Когда она однажды увидела красноармейцев, ей захотелось крикнуть во всю глотку: «Дорогие мои, я своя!» – но поостереглась: сказались гитлеровская пропаганда и рассказы некоторых военнопленных. Суть этих «убедительных» россказней заключалась в том, что бывших военнопленных и угнанных на работу в Германию на Родине арестовывают и отправляют в концлагеря, как «врагов народа».
И в этом была своя правда – в потоках освобожденных пленных и беженцев пытались бесследно раствориться звери – власовцы, оуновцы, шуцманы-полицаи, старосты, каратели, агенты немецких спецслужб и прочие проходимцы.
Боясь расплаты за свои злодеяния, они, подобно хамелеонам, меняли окраску, мимикрировали, и не так-то быстро было военным контрразведчикам распознать в напряженных, фронтовых условиях предателя и отделить его от патриота.
С понятным недоверием, а то и открытой враждебностью, некоторые наши граждане смотрели на тех, кто по нескольку лет провел в плену или работал на заводах фашистской Германии, но остался в живых.
Для них новым испытанием были изнурительные допросы, недоверие, проверки, а также содержание нередко в одном лагере с разоблаченными предателями и уголовниками.
Поэтому Александра осторожничала в пути, идя к Мариямполю. Работала у добрых людей по хозяйству – в огородах, на сенокосах, при заготовке дров и пр. Несколько раз выезжала к первому месту службы мужа – в покинутый гарнизон. Долго с горечью сидела на пожарище своего дома.

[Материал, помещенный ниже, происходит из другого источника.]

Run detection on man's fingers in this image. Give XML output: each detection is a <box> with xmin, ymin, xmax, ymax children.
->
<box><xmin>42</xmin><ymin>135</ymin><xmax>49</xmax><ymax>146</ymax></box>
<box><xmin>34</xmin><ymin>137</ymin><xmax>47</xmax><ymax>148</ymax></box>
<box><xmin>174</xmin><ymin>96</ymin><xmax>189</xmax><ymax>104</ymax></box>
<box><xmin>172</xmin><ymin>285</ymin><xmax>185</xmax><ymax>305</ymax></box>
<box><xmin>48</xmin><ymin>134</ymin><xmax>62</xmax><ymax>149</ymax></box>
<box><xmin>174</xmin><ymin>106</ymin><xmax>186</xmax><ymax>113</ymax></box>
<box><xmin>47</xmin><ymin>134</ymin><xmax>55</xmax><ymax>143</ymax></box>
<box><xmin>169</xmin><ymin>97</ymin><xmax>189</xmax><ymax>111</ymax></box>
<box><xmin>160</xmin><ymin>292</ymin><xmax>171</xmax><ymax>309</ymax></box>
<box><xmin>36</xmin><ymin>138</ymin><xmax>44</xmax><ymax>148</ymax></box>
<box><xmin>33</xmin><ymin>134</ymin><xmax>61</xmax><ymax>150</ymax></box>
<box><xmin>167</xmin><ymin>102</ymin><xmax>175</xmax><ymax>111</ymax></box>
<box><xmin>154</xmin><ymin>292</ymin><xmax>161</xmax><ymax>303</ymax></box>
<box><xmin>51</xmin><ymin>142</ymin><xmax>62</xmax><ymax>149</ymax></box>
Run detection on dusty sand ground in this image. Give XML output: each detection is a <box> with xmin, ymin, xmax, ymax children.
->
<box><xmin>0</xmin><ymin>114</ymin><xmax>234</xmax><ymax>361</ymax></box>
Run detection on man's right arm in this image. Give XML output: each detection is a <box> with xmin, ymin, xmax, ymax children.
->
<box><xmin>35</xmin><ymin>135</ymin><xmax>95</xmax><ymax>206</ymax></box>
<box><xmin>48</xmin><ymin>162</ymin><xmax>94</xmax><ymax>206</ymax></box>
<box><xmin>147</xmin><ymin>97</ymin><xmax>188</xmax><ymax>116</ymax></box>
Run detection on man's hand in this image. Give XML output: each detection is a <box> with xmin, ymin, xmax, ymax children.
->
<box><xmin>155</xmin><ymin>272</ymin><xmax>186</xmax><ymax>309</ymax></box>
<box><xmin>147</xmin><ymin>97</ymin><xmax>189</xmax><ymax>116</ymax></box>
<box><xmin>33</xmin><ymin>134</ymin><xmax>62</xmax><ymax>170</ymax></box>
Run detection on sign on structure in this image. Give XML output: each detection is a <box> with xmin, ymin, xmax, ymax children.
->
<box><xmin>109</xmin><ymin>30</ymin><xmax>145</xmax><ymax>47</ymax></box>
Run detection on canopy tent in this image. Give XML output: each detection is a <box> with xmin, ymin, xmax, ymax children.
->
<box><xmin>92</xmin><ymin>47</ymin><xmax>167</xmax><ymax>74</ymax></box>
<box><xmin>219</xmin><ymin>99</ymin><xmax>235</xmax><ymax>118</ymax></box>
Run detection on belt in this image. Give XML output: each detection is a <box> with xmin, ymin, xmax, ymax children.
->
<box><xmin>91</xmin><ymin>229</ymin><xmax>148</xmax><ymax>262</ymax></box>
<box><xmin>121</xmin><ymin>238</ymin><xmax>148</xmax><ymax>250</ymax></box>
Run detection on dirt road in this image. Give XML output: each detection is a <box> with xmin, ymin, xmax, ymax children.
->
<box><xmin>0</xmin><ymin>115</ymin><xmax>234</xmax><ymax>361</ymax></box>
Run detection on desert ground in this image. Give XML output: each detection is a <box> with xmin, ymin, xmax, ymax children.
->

– Вот то, что осталось от песочницы, где играли Галя и Наташа, – рассуждала Александра. – Вместо неё глубокая воронка, наполненная водой. Война отобрала у нас с Сашей детей. Как же жесток мир и в нем люди, просящие помощи у Неба, но оно часто отвечает молчанием. Всякий раз, когда я вспоминала и вспоминаю, что Господь справедлив, я дрожала и дрожу за свою страну.
Закончилась война…
Весна и лето словно хотели побыстрее прикрыть своей зеленой красотой кровавые следы войны, отогреть души людей от постоянного холодного напряжения. Именно в это время Александра наконец-то решила открыться и пошла в городской отдел НКГБ.